ABSTRACT:

Background

Biochemical equilibria are usually modeled iteratively: given one or a few fitted models, if there is a lack of fit or over fitting, a new model with additional or fewer parameters is then fitted, and the process is repeated. The problem with this approach is that different analysts can propose and select different models and thus extract different binding parameter estimates from the same data. An alternative is to first generate a comprehensive standardized list of plausible models, and to then fit them exhaustively, or semi-exhaustively.

Results

A framework is presented in which equilibriums are modeled as pairs (g, h) where g = 0 maps total reactant concentrations (system inputs) into free reactant concentrations (system states) which h then maps into expected values of measurements (system outputs). By letting dissociation constants Kd be either freely estimated, infinity, zero, or equal to other Kd, and by letting undamaged protein fractions be either freely estimated or 1, many g models are formed. A standard space of g models for ligand-induced protein dimerization equilibria is given. Coupled to an h model, the resulting (g, h) were fitted to dTTP induced R1 dimerization data (R1 is the large subunit of ribonucleotide reductase). Models with the fewest parameters were fitted first.
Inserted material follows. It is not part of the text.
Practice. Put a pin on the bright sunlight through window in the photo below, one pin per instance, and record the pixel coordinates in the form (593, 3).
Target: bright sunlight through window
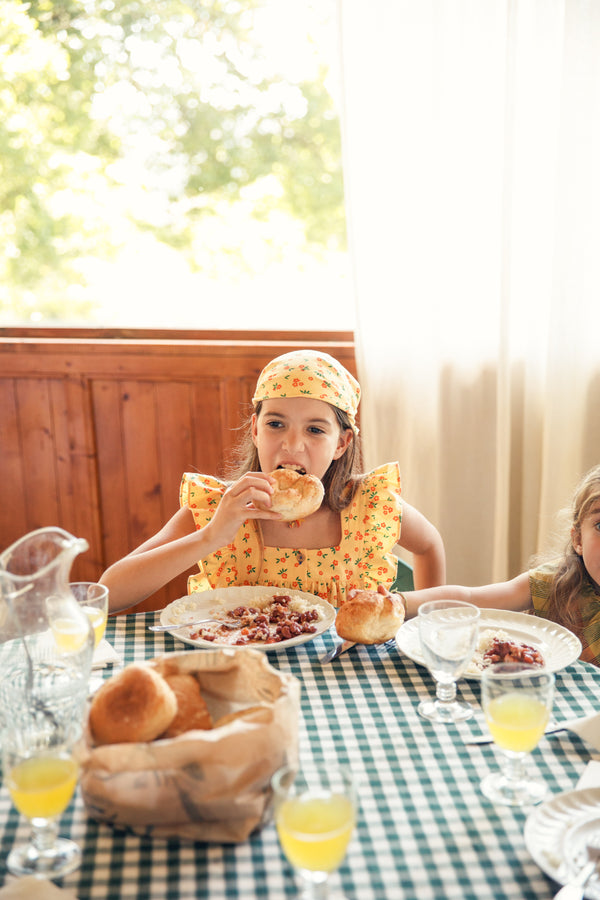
(172, 164)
Thereafter, upon fitting a batch, the next batch of models (with one more parameter) was fitted only if the current batch yielded a model that was better (based on the Akaike Information Criterion) than the best model in the previous batch (with one less parameter). Within batches models were fitted in parallel. This semi-exhaustive approach yielded the same best models as an exhaustive model space fit, but in approximately one-fifth the time.

Conclusion

Comprehensive model space based biochemical equilibrium model selection methods are realizable. Their significance to systems biology as mappings of data into mathematical models warrants their development.